Speculation is high that European finance ministers will come to an agreement later this afternoon, releasing $40-plus billion in aid to Greece. But, there still lies the potential for leaders to delay the decision once again, which would be considered bearish for the EU and the Euro. Here are two key themes at play.
It would be easier if European finance ministers were left to their own decision making. However, with the IMF fitting the bill for about one-fifth of the overall 246 billion euro rescue, demands for the global organization need to be heeded. In particular, International Monetary Fund officials are pushing for guarantees that the Greek nation will be able to meet debt reduction targets by 2020. Expectations are for Greece to reduce its debt to GDP ratio to 120% of GDP by the target year, which currently stands at approximately 170%.
However, the issue has been a hot point for IMF Managing Director Christine Lagarde, who remains staunchly against the 2-year extension that European leaders granted Greece almost two weeks ago – allowing the debt target to be reached by 2022. The exclusion of guarantees of lower debt to GDP ratios could force the IMF to pull out of the arrangement, leaving European leaders left holding the bag.
No Debt Relief
Part of the current plan for Greece includes debt relief in the form of lower interest rates and potential writeoffs on already disbursed aid.
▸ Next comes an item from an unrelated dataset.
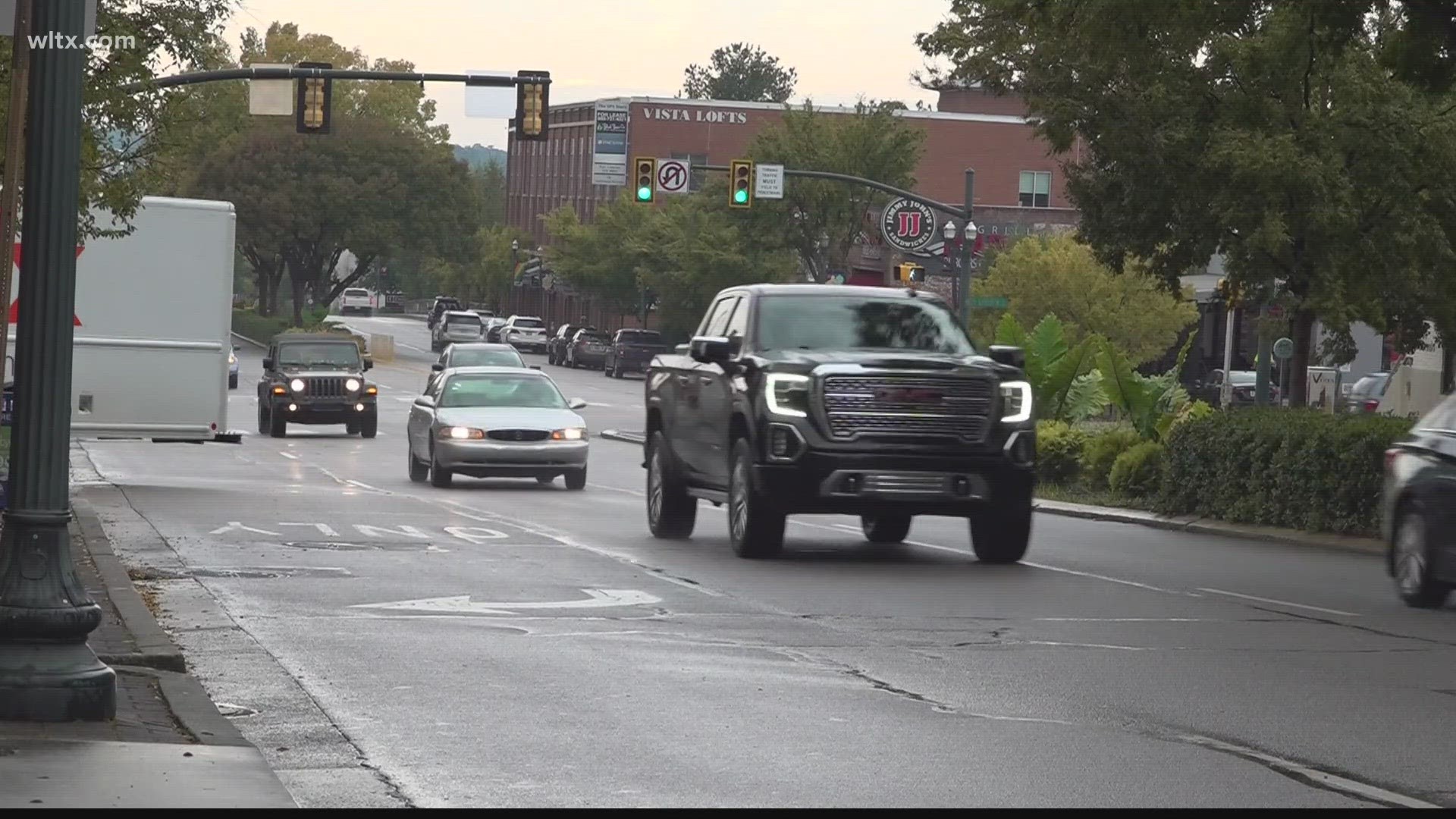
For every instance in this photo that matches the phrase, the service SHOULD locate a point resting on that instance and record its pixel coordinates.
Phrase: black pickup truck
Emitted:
(832, 400)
However, higher rated countries like Germany and Finland remain against the idea. Although the plan is being supported by some as the only option to reduce debt costs on Greece, leaders of both countries see it as a precursor to further extensions and higher costs to taxpayers. For other European nations, lower interest rates may mean a return below their initial cost. The sentiment is fueling already growing anti-Euro sentiment, which has surfaced in a number of countries unwilling to cover the costs of Greek overspending. And, given the previously entrenched attitudes towards debt extension and forgiveness by some European countries, it is unlikely that minds will be changed in a matter of hours.
With the decision already delayed twice, a third time may damage the group’s reputation and convince a good majority of investors that current leadership is unable to handle the crisis effectively. The idea would spur Euro selling ahead of key resistance at 1.3100.